Uno de los principales focos de esta campaña está en exigir al Ministerio del Medio Ambiente que reingrese a Contraloría los 35 decretos ambientales que aún permanecen pendientes, de los 43 que fueron retirados de su tramitación en marzo pasado, hace ya 165 días. Pese a que la propia cartera comprometió que estos decretos serían reingresados a la brevedad, a la fecha solo seis han retomado su tramitación, lo que da cuenta de la falta de prioridad que se ha otorgado a este tema.
“No podemos aceptar que las protecciones ambientales puedan esperar indefinidamente mientras proyectos de inversión avanzan con una celeridad que contrasta con la lentitud para recuperar normas que benefician a una enorme cantidad de personas. Acá es fundamental recordar que mientras 35 decretos siguen siendo supuestamente analizados por la autoridad (es decir, solo 8 decretos han sido reingresados), el Comité de Ministros ya ha aprobado 20 proyectos de inversión (de 21 evaluados), lo que da algunas luces respecto del verdadero interés y foco de trabajo de esta administración”, plantea Matías Asun, director ejecutivo de Greenpeace.
Cabe resaltar que estos decretos ambientales abordan diversas materias de interés público, como calidad del aire y reducción de la contaminación; protección de aguas continentales; creación y protección de áreas protegidas; protección de especies amenazadas, como el pingüino de Humboldt; protección y recuperación de ecosistemas y biodiversidad; medidas para enfrentar el cambio climático y reducción de emisiones y gestión de residuos, entre otras.

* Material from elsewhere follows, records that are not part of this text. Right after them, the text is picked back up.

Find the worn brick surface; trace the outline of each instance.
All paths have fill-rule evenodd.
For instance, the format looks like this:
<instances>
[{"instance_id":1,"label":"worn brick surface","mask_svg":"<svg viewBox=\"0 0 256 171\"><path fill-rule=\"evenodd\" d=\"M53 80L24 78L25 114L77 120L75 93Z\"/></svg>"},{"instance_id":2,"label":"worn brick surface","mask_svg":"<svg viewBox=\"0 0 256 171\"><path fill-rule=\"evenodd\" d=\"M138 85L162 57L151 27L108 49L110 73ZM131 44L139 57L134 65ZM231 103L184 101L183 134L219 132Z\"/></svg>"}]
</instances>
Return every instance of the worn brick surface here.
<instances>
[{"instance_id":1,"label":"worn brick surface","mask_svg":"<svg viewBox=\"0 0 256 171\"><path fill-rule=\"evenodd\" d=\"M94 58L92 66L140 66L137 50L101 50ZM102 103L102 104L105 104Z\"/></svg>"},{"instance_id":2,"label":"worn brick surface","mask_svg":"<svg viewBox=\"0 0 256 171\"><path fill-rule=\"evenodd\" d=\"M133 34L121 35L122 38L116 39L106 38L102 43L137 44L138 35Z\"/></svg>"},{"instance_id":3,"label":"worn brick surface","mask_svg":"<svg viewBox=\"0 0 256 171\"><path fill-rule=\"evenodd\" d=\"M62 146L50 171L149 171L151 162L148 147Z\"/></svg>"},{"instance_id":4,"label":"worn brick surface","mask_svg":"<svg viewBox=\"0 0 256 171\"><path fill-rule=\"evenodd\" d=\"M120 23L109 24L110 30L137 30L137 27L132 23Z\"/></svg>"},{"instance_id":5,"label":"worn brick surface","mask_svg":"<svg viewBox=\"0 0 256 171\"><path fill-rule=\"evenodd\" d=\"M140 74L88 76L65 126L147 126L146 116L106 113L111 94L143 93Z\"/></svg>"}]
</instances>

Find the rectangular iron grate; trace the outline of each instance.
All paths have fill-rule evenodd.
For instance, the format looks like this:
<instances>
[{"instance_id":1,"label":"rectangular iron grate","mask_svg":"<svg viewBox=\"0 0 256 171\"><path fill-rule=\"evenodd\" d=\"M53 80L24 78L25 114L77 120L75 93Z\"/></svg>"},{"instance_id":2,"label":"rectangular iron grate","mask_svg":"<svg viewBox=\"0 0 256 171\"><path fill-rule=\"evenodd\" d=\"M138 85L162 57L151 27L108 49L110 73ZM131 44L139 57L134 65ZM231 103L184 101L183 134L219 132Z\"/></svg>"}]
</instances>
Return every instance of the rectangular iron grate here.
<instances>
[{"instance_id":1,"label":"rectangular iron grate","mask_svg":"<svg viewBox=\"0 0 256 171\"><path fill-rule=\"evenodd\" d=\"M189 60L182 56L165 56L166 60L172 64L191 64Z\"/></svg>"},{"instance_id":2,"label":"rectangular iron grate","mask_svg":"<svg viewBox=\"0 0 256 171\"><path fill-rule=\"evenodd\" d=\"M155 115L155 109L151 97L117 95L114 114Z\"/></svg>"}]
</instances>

“En los últimos años hemos sido testigos de los graves efectos de la crisis climática en nuestro país, con enormes incendios forestales, inundaciones, olas de calor y otros eventos extremos que afectan a comunidades y territorios. En este contexto, resulta especialmente preocupante que avancemos justamente en la dirección contraria, debilitando las herramientas y protecciones ambientales que necesitamos para enfrentar esta crisis”, asegura Asun.
“Ni un paso atrás” busca convertir esta preocupación en una movilización ciudadana amplia, convocando a personas, comunidades, organizaciones y a todos quienes consideran que la protección de la naturaleza es una condición indispensable para enfrentar la crisis climática y construir un país más seguro y justo.
“Los avances ambientales no son obstáculos al desarrollo, sino herramientas construidas precisamente para proteger a las personas, los territorios y los ecosistemas de los impactos que hoy son cada vez más evidentes. Es por eso que hoy no es momento para retroceder, sino para avanzar en esta materia. Ni un paso atrás significa defender lo que hemos conquistado y exigir que se siga avanzando. Hoy necesitamos que más personas se sumen y hagan escuchar su voz”, puntualiza el director de Greenpeace.